I should practice forgiveness, or at least forebearance. The first novel, The Time In Between, is an international bestseller originally published in Spanish. The second, a Mary Renault novel, was first published in the 1950s. In both cases, we’re not talking recent U.S. bestsellers.
In other words: I wanted different, and different is what I got.
But oh, the sentences:
When the Roaring Twenties came to an end, however, the waistline of dresses returned to their natural place, skirts got longer, and modesty once again imposed itself on sleeves, necklines, and desires.
You’re thinking it’s not so bad? Every sentence was a similar length and rhythm. It was like water torture, with the commas dripping on line after line, page after page.

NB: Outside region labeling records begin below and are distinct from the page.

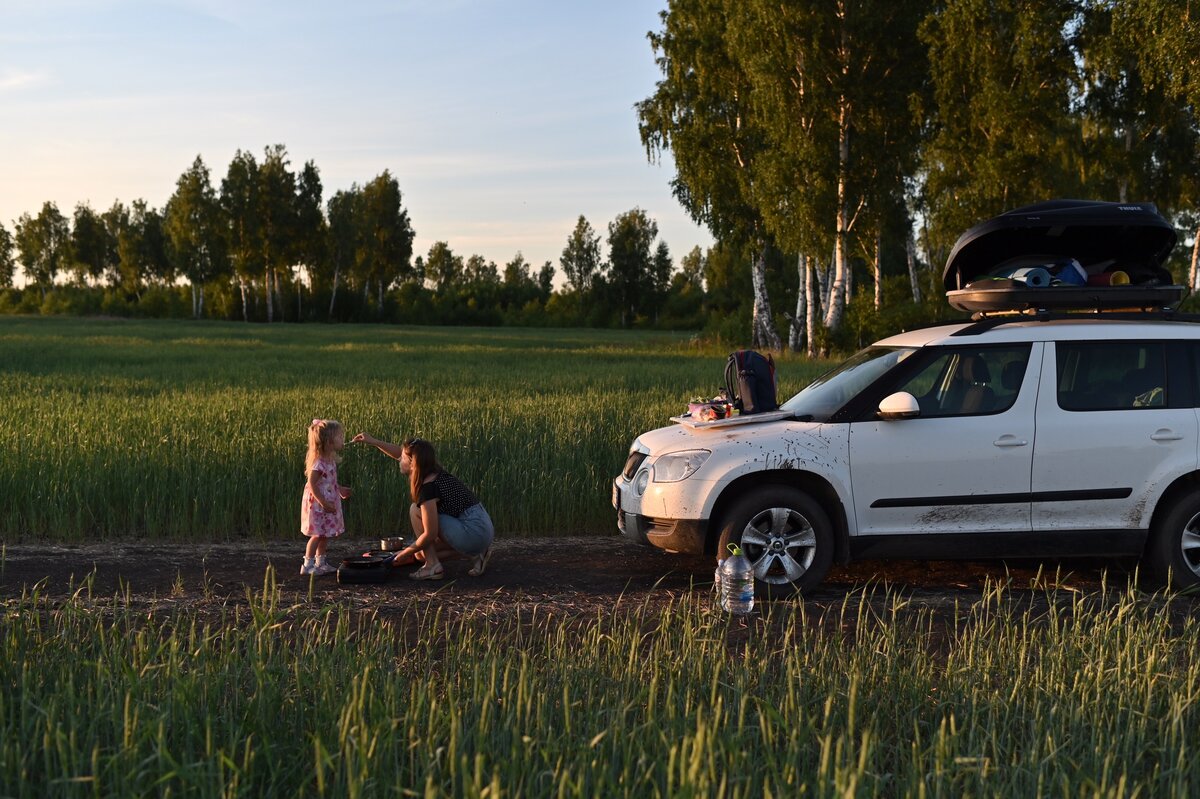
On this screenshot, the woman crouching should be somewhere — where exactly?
[354,433,496,579]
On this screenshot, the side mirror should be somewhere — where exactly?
[878,391,920,421]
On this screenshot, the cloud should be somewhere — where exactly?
[0,68,48,91]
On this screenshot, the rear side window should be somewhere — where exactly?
[1055,341,1169,410]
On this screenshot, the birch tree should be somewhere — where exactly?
[17,202,71,298]
[920,0,1082,252]
[637,0,781,349]
[163,156,226,319]
[731,0,929,329]
[221,150,263,322]
[0,224,17,288]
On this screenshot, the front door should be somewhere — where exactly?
[850,343,1043,535]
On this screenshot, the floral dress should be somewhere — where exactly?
[300,458,346,537]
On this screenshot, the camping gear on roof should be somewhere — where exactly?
[942,200,1187,311]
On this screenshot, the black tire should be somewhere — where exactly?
[1142,492,1200,589]
[716,486,834,599]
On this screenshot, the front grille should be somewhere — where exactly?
[646,517,676,535]
[620,452,646,480]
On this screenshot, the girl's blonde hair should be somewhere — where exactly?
[304,419,342,474]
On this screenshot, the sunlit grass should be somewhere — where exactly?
[0,317,827,540]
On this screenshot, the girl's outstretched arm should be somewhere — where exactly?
[350,433,403,461]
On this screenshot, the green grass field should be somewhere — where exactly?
[7,578,1200,799]
[0,318,1200,799]
[0,317,826,540]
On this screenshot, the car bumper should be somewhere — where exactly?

So I set that book aside and went on to the next: The Last of the Wine by Mary Renault. This one was recommended by Jo Walton, one of my favorite authors, and set in Greece at the end of the Peloponnesian War. And here is what I got:
On any other day, each would have stood forth among his pupils like a flower among bees; now, seated on the benches or pacing the colonnade, they were questioning like the rest anyone who professed to know something; some with more seemliness than those around them, some not.
Here’s the thing: I love semicolons. They’re probably my favorite punctuation, even if I’ve self-consciously avoided them for this post. So it has to be me, right? I’m in a bad reader-mood, and rejecting books right and left because they’re not up-to-the-minute in terms of style and punctuation?